I've got this difficult RNA-seq de novo dataset, and despite removing contamination from my samples and performing the experiment to the best of my ability I'm still getting a BCV of 0.6 for my experiment. I've been told that this result is 'bad' and that I can't publish with a high BCV. Can someone comment on this? This species has a genome which is 3/4 complete, if i align my reads to that, my BCV is 0.2 with no prior filtering.
It seems in the de novo quite a proportion of my genes show variability across replicates and the samples are quite heterogeneous. We even conducted physiological measurements pre-experiment to ensure they were all at a suitable level of acclimation. All other parameters were tightly controlled to make the experiment stringent and fair.
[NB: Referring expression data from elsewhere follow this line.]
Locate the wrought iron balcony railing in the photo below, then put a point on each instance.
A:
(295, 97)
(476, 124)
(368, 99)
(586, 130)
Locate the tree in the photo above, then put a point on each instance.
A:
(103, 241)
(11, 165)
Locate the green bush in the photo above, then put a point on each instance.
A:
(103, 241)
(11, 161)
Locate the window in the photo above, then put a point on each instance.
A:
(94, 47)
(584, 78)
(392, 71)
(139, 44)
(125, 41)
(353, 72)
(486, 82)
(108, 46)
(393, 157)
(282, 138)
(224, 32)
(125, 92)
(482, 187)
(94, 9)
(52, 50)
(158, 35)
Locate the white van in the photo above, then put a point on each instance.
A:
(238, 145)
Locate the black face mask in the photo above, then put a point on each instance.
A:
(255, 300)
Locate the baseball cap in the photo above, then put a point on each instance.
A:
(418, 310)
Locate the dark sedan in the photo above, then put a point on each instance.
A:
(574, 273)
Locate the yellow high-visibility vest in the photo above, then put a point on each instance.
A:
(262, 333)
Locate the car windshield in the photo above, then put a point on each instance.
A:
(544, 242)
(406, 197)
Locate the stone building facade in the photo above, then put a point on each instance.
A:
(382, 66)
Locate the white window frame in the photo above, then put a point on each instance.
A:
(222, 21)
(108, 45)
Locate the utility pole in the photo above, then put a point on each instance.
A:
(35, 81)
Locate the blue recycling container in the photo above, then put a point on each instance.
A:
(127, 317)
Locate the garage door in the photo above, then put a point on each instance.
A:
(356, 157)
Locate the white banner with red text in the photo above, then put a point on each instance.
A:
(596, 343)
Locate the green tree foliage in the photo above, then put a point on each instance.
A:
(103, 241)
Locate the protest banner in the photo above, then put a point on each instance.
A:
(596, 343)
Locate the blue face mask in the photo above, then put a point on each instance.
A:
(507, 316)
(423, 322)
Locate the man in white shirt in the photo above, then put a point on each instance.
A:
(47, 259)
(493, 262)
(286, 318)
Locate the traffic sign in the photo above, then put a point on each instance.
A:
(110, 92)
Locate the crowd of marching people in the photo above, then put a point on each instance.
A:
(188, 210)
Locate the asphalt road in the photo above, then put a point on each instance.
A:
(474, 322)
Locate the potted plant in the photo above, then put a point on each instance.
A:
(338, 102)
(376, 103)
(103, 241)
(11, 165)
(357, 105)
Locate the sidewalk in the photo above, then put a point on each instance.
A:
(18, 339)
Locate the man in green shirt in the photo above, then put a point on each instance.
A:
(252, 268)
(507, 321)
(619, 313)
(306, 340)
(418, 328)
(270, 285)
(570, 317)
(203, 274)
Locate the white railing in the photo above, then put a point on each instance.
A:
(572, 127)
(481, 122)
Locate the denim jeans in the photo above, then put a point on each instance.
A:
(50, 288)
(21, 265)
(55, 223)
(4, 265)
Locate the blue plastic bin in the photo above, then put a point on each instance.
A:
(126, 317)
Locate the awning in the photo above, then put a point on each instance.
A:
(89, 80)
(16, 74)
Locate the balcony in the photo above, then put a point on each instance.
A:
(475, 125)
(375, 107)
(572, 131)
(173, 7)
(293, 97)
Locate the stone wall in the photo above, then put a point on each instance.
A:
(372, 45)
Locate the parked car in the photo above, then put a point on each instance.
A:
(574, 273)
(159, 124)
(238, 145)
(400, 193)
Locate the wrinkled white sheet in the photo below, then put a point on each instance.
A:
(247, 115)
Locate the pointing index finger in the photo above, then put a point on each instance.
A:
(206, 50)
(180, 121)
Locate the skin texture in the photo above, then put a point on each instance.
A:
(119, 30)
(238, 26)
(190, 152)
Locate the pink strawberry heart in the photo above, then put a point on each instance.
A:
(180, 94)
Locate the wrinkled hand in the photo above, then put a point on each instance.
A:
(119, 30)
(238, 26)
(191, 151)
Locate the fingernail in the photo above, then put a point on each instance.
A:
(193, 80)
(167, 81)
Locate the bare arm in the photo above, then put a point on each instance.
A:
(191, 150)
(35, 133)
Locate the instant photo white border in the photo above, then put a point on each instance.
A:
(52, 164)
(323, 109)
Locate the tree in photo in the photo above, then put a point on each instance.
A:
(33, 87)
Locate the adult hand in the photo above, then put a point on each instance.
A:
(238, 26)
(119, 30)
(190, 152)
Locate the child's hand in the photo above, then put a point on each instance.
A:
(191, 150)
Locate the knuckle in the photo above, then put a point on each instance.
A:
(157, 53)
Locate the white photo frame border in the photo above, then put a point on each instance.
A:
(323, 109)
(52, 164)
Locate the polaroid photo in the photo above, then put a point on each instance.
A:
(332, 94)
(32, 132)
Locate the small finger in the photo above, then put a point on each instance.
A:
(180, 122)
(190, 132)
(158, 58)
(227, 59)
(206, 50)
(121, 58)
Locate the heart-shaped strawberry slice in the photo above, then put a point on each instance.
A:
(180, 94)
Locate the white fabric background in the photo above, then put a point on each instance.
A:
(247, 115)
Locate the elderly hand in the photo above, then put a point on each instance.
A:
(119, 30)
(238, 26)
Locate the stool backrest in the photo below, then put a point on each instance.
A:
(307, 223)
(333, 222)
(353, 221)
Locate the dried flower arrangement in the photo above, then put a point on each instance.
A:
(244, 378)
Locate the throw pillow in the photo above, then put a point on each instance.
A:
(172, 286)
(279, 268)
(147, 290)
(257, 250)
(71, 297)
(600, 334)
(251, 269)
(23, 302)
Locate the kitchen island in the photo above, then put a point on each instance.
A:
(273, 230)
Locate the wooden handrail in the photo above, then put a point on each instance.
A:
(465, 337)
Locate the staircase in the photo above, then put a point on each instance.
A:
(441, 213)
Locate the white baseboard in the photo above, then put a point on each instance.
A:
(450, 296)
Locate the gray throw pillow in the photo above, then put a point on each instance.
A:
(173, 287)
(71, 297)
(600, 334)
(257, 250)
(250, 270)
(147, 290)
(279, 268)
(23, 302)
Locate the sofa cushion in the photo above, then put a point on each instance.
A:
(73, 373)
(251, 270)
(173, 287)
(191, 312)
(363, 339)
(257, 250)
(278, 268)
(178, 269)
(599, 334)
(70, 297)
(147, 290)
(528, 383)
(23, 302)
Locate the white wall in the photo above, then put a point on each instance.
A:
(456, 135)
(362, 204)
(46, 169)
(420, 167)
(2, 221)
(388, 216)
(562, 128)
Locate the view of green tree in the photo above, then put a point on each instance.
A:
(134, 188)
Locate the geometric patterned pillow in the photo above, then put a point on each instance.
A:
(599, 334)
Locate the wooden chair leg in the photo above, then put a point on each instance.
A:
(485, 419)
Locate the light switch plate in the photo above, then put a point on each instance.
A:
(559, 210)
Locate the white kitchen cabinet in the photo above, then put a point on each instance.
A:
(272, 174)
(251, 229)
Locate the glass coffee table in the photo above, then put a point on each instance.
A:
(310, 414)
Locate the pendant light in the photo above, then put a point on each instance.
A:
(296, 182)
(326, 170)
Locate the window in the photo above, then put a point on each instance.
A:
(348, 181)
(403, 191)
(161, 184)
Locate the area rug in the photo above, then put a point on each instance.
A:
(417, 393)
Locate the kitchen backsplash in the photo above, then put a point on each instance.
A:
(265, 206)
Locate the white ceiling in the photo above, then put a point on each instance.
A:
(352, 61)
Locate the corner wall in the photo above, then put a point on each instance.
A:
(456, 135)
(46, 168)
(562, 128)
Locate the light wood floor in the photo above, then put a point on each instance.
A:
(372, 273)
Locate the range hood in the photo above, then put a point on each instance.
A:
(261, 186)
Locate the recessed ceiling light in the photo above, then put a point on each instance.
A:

RNA was extracted using uniform method, and at the same time to prevent batch effects. I have applied TMM in EdgeR as some library sizes were double of others , and used a cut-off of at least 1CPM in at least 3 samples for a gene to be taken forward for analysis.
I tried looking at the variable genes with low prior.df's; however they seem to be random genes and there's no obvious patterns emerging.
Any ideas on why the de novo has such a high BCV but the genome aligned version has a nice low value? The de novo is made of several assemblies merged including the genome model genes and clustered into non redundant transcripts.
Thanks.
Are you quantifying genes in one method and transcripts in the other? I imagine that quantifying transcripts with non-optimal methods will lead to higher BCVs.
Predicted gene models in genome guided. Evidential genes assembled de novo in the second. Any tips?
My suspicion is that this is some quirk of how the alignments and counts are working with your assembly. I wouldn't know what's going funky there, but that's where you should be looking.